The exercise involved assessing:
- The applicability of the identified use cases, grouped under AI, BI/Data Science, Cloud, Cybersecurity and IoT, to data management skills relating to data collection, curation, analysis, quality and interoperability.
- The hypotheses presented based on several factors, which included legislation, AI automation and Cybersecurity, that could have an impact on these skills.
- The relevance and magnitude of the impact that data management skills would have on the different use cases.
Most of the use cases listed were applicable since data management plays a central role in most technologies, which include remote health monitoring, environmental monitoring detection, manufacturing operations and agricultural field monitoring.
In relation to legislation, compliance oversight over different aspects of data management will be expected to increase, and a possible impact of this is that there will be significant reservation among developers to provide decentralised and distributed solutions to address today’s massive energy consumption of cloud-based centralised systems, by handling data closer to the data source, which in many scenarios will require collaborative data sharing between different data providers. And this will inevitably raise alarms regarding data protection, and therefore compliance entities need to cooperate and clarify, rather than police tomorrow’s developers.
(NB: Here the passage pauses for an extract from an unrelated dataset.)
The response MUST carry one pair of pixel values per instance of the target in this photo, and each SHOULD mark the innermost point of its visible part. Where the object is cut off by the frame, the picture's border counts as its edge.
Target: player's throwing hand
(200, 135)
With regards to AI automation, the hypothesis presented was that more automation of digital systems will be driven by AI throughout an application’s development lifecycle. This would be the case for well-established uniform processes, but not yet for processes dealing with new or unfamiliar data sources especially when it comes to handling semantic interoperability.
As for Cybersecurity, an increase in experts in this field is expected due to the increase in federation of data flows and models in systems. This will highly likely be the case as there will be a need for auditing mechanisms for checking data integrity and provenance to ensure the correct use of data and AI models.
Finally, when it came to assessing the relevance and magnitude of the impact of data management on today’s main technology, most areas listed were expected to be highly affected by how skills in data management will evolve.
In conclusion, the workshop highlighted possible scenarios on how skills development in the future will be influenced, especially when it comes to balancing innovation in data management and the protection of data.